3 - Récitatif (alto) : Ach! deine Hand,
dein Segen muss allein : Le récitatif très bref reprend encore et
encore cette thématique cyclique de la succession des ans. L'alpha et l'oméga,
le commencement et la fin, thème chrétien fondamental. Une petite minute bien
courte où Andreas Scholl déploie avec
sa belle voix chaude et articulée des talents de persuasion.
4 - Aria (ténor) : Woferne du den
edlen Frieden : Cet air est dominé par la sonorité soyeuse et
lyrique du violoncelle picolo de Christophe
Coin et, là encore, par la spontanéité de
la ligne de chant de Christoph
Pregardien ; un air exprimant la confiance en la miséricorde
divine et la béatitude
apportée par la Parole de Dieu.
5 - Récitatif (basse, Chœur) : Doch weil der
Feind bei Tag und Nacht : curieux récitatif dans lequel se font
entendre de concert le chœur et la voix de prophète de Gotthold Schwarz
qui exige "Que satan soit foulé à nos pieds". Oui,
curieux, car le chœur reprend les derniers versets pour appuyer la demande
exprimée, principe assez rare dans un récitatif mais opportun ici…

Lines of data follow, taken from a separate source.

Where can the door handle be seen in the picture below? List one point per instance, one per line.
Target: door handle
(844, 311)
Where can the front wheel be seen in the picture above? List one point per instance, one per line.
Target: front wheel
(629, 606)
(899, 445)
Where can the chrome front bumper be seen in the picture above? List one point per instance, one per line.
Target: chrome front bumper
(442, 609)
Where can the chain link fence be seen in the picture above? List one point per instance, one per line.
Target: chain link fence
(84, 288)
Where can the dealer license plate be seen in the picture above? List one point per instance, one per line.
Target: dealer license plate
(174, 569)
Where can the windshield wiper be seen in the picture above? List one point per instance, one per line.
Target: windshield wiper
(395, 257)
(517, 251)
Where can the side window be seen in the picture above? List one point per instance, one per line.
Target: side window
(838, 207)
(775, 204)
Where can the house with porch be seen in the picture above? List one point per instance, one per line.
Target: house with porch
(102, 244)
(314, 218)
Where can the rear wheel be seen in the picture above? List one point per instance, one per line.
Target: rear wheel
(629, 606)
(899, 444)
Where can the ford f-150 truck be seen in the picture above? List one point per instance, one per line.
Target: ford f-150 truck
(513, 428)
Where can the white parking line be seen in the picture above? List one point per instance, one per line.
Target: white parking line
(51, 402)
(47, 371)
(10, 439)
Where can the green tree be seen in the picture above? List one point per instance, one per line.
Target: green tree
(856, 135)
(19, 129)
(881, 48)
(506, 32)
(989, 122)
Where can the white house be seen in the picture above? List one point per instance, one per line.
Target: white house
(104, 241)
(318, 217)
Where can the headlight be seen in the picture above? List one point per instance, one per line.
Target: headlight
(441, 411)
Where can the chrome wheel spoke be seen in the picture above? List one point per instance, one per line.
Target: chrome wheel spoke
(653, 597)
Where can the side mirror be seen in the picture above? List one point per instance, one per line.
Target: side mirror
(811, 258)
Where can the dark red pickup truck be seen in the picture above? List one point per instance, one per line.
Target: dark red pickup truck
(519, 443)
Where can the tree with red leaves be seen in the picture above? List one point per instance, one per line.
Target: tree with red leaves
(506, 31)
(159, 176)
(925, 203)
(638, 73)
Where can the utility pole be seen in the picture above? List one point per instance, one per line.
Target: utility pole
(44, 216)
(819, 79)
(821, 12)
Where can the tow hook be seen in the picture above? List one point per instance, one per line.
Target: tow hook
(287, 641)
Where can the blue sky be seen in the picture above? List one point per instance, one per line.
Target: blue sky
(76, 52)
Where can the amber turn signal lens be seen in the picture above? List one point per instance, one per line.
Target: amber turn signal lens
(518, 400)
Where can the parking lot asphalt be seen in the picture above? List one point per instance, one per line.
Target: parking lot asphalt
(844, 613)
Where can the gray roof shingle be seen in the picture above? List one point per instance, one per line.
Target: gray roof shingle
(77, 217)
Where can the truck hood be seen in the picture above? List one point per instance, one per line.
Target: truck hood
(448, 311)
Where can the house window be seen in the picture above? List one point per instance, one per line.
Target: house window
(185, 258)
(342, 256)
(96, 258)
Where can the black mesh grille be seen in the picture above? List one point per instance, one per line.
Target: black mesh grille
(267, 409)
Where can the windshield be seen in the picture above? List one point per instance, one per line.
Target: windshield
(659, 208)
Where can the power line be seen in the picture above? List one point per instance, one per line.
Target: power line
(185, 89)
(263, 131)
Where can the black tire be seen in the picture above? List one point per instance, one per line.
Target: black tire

6 - Choral : Dein ist allein
die Ehre : Petit choral conclusif en forme de gloria sur le fond
théologique. Assez classique, les trompettes interviennent joyeusement dans les
ultimes mesures. Une symétrie dans l'orchestration qui souligne l'éternel recommencement, symbolique au cœur de l'esprit de la cantate.